SAS Data Integration Studio, DataFlux Data Management Studio, SAS/ACCESS, SAS Data Loader for Hadoop and others

Improving fuzzy match quality

Reply
Contributor
Posts: 49

Improving fuzzy match quality

Hi everyone, I'm matching two files by company names with fuzzy matching method. The first data is from Compustat and the second is from the customer, which will be matched against the first one. Both data come with gvkey, I used the following code for fuzzy matching:

DATA MATCH;																/*Fuzzy matching based on 50 difference*/
LENGTH POSSIBLE_MATCH $3;
	SET COMP;
		TMP1 = SOUNDEX(conm);
		POSSIBLE_MATCH = 'No';
		DO i = 1 TO nobs;
	SET GVKEY(RENAME = (conm = conm2)) point = i nobs = nobs;
		TMP2 = SOUNDEX(conm2);
		DIF = COMPGED(TMP1, TMP2,'iL');
	IF DIF <= 50 THEN DO;
		POSSIBLE_MATCH = 'Yes';
		OUTPUT;
		END;
	END;
	IF POSSIBLE_MATCH = 'No' THEN DO;
		conm2 = conm;
		OUTPUT;
	END;
DROP i TMP1 TMP2;
RUN; 

where comp is first data, gvkey is the second one. 'conm' stands for the company name. 
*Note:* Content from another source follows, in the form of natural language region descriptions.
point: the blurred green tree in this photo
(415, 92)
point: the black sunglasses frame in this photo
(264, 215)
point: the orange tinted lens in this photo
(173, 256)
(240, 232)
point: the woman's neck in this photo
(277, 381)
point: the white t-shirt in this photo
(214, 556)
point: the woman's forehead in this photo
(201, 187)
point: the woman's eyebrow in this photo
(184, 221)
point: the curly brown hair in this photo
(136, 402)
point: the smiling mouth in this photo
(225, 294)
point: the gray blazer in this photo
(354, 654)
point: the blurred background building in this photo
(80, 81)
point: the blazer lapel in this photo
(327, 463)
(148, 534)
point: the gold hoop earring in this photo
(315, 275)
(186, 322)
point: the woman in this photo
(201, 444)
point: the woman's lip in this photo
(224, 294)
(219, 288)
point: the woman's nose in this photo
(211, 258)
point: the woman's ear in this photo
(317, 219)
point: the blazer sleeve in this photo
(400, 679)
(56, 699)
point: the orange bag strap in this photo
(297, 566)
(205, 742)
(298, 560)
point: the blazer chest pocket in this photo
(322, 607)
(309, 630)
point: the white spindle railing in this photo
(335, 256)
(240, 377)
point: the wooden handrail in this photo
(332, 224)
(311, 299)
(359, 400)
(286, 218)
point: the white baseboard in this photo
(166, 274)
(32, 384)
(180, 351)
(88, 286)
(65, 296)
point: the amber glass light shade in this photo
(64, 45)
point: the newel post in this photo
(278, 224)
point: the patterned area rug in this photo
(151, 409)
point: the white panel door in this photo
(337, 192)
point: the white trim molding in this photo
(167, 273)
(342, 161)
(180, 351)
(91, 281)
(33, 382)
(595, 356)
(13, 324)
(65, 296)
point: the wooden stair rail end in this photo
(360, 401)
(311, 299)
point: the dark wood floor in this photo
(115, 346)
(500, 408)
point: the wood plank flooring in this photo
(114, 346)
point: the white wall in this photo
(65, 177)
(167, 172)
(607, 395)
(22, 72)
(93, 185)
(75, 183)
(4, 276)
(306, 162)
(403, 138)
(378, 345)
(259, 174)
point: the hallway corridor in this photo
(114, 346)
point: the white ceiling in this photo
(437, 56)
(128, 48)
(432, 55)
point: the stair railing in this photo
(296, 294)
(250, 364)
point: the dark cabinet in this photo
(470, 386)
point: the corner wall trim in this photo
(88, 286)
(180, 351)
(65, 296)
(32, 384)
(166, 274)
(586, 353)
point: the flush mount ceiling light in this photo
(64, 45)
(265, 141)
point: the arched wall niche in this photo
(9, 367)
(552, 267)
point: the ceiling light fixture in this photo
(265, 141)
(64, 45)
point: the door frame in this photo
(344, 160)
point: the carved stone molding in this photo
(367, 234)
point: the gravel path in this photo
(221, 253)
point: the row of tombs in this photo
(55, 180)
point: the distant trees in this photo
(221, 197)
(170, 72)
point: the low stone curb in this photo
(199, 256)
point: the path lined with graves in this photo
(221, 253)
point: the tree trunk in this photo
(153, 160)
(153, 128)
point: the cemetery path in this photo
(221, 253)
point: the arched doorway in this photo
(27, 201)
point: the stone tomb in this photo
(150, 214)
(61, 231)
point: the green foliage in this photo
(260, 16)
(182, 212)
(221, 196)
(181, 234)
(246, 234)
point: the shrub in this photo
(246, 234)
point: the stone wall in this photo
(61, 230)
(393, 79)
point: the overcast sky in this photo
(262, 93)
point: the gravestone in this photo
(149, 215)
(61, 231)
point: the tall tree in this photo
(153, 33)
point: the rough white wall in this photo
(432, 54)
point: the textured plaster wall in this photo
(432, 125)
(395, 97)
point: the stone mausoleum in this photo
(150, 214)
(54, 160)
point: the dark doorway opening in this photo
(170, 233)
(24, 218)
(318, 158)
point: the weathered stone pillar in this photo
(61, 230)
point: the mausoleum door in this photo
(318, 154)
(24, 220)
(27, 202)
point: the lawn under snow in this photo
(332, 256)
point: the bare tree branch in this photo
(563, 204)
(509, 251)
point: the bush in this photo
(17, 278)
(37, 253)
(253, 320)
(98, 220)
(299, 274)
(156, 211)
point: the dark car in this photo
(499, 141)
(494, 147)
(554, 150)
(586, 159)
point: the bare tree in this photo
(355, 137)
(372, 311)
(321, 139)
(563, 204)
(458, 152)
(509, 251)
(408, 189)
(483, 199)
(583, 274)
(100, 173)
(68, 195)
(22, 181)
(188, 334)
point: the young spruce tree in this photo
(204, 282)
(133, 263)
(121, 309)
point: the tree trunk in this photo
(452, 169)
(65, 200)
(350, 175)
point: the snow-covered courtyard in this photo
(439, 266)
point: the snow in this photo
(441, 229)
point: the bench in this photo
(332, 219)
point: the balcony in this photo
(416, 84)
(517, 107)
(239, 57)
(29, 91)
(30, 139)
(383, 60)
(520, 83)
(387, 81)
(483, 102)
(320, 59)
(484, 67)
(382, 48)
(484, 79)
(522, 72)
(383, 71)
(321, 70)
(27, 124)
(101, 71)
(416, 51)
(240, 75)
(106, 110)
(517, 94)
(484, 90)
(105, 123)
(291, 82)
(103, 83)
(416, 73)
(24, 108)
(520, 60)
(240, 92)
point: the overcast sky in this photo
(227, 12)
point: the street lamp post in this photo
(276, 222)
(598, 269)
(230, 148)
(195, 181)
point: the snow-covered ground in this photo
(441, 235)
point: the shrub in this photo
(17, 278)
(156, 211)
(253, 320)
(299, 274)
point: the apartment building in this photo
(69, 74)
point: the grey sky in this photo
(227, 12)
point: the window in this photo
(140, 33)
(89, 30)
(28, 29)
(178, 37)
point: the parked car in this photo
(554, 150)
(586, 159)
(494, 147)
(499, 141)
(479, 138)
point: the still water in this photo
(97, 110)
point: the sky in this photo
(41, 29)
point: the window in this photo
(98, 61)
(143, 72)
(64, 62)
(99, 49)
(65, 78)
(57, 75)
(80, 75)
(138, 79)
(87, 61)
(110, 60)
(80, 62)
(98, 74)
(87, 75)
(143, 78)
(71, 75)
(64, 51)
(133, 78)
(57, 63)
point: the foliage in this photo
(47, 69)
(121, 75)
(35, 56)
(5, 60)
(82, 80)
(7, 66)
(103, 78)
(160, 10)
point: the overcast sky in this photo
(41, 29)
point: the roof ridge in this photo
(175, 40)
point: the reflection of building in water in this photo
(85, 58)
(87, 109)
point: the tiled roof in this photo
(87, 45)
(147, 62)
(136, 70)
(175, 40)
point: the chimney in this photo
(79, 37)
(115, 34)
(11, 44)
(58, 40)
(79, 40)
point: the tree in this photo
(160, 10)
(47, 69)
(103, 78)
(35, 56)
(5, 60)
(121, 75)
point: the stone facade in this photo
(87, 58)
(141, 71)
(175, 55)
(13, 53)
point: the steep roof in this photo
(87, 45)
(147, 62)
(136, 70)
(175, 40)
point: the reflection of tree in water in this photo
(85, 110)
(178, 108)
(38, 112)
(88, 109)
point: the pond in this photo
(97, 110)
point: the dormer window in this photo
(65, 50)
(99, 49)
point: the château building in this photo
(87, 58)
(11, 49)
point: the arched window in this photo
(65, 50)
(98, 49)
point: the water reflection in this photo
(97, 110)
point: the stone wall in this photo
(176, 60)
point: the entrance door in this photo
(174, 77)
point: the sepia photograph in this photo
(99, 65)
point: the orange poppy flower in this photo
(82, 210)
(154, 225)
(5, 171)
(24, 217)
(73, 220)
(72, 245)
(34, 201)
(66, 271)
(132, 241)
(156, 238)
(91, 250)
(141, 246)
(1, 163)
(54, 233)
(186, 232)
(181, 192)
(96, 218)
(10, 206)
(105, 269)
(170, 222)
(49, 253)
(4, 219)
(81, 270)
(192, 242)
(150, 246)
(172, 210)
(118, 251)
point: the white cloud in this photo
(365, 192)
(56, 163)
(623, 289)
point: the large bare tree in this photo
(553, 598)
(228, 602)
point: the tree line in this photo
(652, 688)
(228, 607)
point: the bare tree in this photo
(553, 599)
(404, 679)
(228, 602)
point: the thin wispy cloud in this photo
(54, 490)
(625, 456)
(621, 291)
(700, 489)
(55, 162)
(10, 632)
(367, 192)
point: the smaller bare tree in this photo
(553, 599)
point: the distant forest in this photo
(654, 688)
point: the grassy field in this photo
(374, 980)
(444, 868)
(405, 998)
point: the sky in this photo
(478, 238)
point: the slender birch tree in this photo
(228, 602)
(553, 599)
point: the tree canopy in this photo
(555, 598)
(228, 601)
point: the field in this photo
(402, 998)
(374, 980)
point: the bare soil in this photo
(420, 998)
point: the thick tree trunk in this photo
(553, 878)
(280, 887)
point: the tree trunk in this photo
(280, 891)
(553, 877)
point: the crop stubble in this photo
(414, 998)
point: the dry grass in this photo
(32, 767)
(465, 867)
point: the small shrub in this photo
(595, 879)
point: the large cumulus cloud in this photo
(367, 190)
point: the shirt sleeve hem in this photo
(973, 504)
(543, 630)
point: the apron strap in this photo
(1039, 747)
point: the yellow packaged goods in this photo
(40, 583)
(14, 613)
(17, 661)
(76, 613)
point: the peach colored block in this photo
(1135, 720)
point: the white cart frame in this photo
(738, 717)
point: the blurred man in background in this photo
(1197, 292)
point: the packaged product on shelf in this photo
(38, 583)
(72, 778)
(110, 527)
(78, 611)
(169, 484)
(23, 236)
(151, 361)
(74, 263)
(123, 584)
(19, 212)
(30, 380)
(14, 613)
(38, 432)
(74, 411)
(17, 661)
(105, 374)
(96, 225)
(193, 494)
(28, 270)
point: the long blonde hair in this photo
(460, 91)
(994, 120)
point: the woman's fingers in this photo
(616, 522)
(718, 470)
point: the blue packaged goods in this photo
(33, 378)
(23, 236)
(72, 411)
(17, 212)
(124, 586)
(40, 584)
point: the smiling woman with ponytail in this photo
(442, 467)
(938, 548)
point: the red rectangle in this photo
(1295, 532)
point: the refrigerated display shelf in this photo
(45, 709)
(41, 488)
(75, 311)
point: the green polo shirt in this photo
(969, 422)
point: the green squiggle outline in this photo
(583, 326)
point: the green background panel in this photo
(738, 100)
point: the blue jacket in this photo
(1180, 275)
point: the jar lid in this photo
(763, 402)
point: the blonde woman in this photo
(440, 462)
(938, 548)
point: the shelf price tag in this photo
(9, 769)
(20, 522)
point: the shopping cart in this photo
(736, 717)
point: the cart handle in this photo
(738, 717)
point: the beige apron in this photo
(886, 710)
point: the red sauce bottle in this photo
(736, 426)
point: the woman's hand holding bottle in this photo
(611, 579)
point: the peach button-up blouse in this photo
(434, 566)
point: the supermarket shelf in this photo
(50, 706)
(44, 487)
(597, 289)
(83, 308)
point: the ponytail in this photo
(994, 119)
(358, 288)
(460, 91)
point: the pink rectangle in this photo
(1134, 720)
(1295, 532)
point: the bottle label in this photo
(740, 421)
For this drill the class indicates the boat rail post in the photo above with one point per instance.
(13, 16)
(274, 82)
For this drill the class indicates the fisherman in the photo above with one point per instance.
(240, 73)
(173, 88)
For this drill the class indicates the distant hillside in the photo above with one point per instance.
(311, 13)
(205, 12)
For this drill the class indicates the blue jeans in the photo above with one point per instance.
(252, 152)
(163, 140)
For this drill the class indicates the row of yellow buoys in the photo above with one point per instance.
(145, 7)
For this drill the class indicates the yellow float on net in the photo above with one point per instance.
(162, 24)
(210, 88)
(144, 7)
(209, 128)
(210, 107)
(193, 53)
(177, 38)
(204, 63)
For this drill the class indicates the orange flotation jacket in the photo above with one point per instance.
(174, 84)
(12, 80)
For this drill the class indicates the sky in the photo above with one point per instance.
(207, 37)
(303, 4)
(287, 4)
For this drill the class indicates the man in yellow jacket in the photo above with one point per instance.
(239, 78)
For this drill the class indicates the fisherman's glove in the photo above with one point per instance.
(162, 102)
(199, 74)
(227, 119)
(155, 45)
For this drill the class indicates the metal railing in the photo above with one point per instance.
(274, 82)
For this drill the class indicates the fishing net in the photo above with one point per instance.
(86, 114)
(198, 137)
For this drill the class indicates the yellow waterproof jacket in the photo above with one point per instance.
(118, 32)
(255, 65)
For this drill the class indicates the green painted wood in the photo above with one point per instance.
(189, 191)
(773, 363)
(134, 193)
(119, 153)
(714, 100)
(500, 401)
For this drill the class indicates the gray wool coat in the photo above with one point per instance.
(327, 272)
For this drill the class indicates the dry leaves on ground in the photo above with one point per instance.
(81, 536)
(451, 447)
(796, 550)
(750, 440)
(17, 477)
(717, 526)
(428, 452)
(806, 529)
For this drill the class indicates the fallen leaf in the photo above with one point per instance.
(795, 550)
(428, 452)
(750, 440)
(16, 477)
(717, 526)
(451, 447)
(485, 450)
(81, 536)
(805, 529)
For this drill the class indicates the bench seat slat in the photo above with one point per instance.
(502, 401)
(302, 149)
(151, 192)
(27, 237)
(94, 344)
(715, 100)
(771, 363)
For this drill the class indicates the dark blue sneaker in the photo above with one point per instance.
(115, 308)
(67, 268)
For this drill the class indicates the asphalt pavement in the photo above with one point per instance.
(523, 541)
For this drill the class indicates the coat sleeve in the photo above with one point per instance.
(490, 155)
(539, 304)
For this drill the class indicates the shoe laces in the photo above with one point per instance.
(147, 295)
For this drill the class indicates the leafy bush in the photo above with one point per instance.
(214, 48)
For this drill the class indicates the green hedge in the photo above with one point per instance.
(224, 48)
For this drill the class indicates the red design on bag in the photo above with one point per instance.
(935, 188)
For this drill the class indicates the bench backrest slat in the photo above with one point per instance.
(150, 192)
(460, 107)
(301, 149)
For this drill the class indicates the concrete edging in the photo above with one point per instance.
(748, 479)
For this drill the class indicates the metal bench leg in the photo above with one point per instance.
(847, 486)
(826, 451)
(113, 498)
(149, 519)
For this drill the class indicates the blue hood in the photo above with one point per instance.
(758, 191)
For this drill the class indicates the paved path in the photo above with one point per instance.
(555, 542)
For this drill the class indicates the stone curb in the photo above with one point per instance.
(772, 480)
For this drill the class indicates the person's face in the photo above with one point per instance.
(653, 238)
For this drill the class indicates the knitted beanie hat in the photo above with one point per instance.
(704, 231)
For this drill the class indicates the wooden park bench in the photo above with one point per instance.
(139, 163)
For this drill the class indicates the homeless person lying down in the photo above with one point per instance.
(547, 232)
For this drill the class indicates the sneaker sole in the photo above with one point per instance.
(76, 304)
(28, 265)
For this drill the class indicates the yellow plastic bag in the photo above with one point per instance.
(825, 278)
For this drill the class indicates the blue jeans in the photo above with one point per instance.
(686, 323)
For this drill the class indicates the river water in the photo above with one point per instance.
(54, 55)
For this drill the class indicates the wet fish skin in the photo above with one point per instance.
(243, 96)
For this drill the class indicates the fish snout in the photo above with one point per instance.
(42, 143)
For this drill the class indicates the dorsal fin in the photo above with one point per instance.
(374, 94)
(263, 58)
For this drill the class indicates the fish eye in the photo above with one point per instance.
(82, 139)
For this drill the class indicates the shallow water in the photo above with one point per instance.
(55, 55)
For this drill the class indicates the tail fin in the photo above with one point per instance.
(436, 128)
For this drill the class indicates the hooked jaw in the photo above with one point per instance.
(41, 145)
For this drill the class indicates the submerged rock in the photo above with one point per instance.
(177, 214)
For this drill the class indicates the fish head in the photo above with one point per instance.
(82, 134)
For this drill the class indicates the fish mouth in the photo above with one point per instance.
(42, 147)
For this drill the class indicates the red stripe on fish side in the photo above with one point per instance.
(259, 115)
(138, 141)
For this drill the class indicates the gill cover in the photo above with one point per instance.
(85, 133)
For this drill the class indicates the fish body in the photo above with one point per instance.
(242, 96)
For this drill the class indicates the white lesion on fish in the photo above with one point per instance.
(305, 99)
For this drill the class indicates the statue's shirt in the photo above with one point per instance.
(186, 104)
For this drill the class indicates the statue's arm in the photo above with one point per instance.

However, when I check the result table the outcome is kind of "out of control". Here I screenshot the outcome of "yes" vs "no" as the illustration.

yes.pngno.png

As you may notice, the result from "yes" does not make sense to some extent whereas the "no" result has some acceptable outcome. 

Therefore, my questions are as following:

1. Is there any way to improve the outcome?

2. How to ignore the "LTD, INC", etc, inside the company name, does this method help the improving?

I appreciate any comment or suggestion. Thank you.

PROC Star
Posts: 7,471

Re: Improving fuzzy match quality

If you post your have, got and want datasets0, along with the code you've run, all in the form of datasteps using the {i} icon, you will improve your chances of anyone responding.

 

Art, CEO, AnalystFinder.com

Contributor
Posts: 49

Re: Improving fuzzy match quality

Hi art297, thank you for your reminding. I will provide the sample in the form that is similar to the sample in another fuzzy match post.

The code I import the data is:

 

PROC IMPORT OUT= WORK.COMP /*Import data from Compustat, the same code for gvkey data*/ 
DATAFILE= "E:\one_drive\........\Compustat.csv" 
DBMS=CSV REPLACE; 
GETNAMES=YES;
DATAROW=2; 
RUN;

The code for fuzzy matching is:

DATA MATCH;																/*Fuzzy matching based on 50 difference*/
LENGTH POSSIBLE_MATCH $3;
	SET COMP;
		TMP1 = SOUNDEX(conm);
		POSSIBLE_MATCH = 'No';
		DO i = 1 TO nobs;
	SET GVKEY(RENAME = (conm = conm2)) point = i nobs = nobs;
		TMP2 = SOUNDEX(conm2);
		DIF = COMPGED(TMP1, TMP2,'iL');
	IF DIF <= 50 THEN DO;
		POSSIBLE_MATCH = 'Yes';
		OUTPUT;
		END;
	END;
	IF POSSIBLE_MATCH = 'No' THEN DO;
		conm2 = conm;
		OUTPUT;
	END;
DROP i TMP1 TMP2;
RUN;

The second data I named as 'gvkey'  while the first one is 'comp'. 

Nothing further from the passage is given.